'Dedicated' Northants deputy lieutenant bows out

A member of the Windrush Generation is stepping down from her role representing the Royal Family.

Morcea Walker, who came to the UK from Jamaica in 1958, has been a Deputy Lieutenant of Northamptonshire for the last seven years.

She has reached the mandatory retirement age of 75.

The Lord-Lieutenant of Northamptonshire, James Saunders Watson, praised her "unwavering dedication to community service"

Deputy lieutenants are appointed by a county's lord-lieutenant, subject to the "non-disapproval" of the King or Queen.

They assist the lord-lieutenant in looking after visiting members of the Royal Family and acting on behalf of the monarch at military and civil occasions.

Ms Walker was chosen for the role after years of involvement in community groups in Northamptonshire.

Morcea Walker in black and white photo
Ms Walker was a teacher after she came over from Jamaica [BBC]

She came to the UK 10 years after HMT Empire Windrush arrived in the UK carrying 492 passengers from the Caribbean.

She told the BBC: "I never saw my grandparents again and that is painful, even now."

Lowdown float in Northampton Carnival
Ms Walker has been one of the main organisers of the Northampton Carnival [Pete Cooper/BBC]

Ms Walker has played a key role in organising the Northampton Carnival for several years, and has worked with the county's African and Caribbean community.

She is a trustee of the Northamptonshire Music and Performing Arts Trust and of the Community Law Service.

She said: "When I received a letter inviting me to become a deputy lieutenant, I did ignore it believing it was 'not real', but a follow-up request meant I had to take the matter a bit more seriously."

She added that she had had a "wonderful time" in the role: "I never anticipated the privilege of serving as Vice Lord-Lieutenant, but it has been a journey filled with both challenges and triumphs.
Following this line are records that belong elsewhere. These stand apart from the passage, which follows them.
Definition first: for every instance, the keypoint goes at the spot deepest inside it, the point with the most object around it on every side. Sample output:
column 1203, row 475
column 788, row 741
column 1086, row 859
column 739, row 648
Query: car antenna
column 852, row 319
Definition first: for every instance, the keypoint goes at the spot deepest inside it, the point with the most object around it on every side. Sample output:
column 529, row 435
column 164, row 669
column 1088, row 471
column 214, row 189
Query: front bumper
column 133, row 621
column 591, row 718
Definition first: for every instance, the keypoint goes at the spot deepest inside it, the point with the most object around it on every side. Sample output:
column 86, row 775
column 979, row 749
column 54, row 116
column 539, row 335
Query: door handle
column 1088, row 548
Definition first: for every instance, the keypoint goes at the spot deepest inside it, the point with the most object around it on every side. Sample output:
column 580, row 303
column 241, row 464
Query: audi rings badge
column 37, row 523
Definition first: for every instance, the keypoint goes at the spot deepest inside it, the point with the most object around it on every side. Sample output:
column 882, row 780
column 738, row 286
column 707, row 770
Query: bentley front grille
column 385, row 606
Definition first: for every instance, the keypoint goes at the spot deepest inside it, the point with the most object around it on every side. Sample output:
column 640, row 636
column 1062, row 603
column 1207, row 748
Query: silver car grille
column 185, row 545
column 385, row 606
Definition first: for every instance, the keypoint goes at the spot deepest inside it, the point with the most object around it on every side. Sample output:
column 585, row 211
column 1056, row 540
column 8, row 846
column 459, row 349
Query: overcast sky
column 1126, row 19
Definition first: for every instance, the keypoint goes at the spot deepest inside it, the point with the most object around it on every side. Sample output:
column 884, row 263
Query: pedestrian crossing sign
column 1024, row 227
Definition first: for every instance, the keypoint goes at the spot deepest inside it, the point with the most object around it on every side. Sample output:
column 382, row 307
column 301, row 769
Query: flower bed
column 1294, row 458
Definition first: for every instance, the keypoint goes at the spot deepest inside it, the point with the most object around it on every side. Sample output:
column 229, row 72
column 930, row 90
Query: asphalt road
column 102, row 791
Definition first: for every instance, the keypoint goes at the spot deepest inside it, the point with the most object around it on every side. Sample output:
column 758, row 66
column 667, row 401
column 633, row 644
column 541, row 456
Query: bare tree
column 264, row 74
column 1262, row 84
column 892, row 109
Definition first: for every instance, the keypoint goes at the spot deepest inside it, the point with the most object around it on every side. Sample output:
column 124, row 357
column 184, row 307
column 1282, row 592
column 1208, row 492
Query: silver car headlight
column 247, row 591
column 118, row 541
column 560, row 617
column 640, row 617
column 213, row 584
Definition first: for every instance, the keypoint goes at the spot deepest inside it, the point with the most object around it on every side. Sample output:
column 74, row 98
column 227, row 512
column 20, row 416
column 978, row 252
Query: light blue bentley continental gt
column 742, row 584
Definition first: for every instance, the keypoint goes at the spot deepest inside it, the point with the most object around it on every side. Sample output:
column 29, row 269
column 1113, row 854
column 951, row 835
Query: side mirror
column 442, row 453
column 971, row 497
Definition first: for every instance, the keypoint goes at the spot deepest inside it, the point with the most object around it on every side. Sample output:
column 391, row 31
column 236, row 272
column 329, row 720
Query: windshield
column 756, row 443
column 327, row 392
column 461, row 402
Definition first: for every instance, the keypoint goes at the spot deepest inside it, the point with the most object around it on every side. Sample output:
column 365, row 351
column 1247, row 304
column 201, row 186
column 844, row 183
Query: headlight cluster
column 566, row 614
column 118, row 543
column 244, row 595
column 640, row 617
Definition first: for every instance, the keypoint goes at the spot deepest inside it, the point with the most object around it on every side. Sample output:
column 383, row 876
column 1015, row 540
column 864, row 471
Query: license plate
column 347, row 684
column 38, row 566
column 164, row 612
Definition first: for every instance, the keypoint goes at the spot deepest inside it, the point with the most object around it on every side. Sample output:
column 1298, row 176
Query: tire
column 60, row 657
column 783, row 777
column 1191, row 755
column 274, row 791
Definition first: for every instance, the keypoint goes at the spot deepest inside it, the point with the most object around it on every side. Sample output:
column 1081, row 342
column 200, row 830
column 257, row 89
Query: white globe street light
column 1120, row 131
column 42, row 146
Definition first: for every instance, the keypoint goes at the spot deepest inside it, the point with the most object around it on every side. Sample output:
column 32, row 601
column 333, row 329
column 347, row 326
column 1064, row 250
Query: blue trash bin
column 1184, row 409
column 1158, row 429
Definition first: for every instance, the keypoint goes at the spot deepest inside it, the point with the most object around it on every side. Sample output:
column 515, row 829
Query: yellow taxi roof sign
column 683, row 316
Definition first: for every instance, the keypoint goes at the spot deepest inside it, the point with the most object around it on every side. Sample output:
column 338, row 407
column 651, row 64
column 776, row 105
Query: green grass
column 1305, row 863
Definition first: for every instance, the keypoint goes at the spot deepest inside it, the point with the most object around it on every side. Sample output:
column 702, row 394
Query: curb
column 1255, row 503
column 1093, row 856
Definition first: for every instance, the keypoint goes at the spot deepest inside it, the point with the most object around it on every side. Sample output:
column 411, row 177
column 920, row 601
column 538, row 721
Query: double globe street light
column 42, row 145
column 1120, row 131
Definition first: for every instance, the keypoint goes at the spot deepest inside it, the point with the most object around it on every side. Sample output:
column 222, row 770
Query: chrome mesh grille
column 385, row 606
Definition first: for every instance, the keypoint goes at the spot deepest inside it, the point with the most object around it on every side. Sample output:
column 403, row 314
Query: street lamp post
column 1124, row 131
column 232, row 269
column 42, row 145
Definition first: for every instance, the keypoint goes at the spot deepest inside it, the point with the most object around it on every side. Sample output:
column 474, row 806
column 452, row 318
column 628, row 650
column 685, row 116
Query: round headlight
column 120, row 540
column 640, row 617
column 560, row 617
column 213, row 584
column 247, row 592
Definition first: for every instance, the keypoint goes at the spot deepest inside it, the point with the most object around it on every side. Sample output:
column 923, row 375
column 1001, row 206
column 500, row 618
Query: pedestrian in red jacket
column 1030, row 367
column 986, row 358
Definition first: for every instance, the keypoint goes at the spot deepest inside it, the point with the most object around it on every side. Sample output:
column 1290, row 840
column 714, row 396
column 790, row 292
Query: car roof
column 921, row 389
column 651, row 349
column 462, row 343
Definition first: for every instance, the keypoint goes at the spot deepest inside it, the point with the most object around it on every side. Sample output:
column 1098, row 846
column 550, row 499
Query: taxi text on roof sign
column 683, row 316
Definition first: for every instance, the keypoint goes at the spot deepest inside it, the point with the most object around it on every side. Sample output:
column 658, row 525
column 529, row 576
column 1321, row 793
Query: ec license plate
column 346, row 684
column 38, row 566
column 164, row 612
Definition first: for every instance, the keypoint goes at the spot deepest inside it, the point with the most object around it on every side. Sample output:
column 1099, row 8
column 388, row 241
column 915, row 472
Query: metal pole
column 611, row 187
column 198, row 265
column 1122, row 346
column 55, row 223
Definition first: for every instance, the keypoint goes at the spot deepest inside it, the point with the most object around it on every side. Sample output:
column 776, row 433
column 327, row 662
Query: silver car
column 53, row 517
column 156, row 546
"From chairing meetings to engaging with communities and hosting royal visits, every moment has been both frightening and inspiring."

Mr Saunders Watson said: "Morcea's departure leaves behind a legacy of excellence, compassion, and unwavering dedication to community service.

"Her commitment to inclusivity and community involvement has left an indelible mark on the area. Her impact will be felt for years to come, serving as an inspiration for all those who follow in her steps."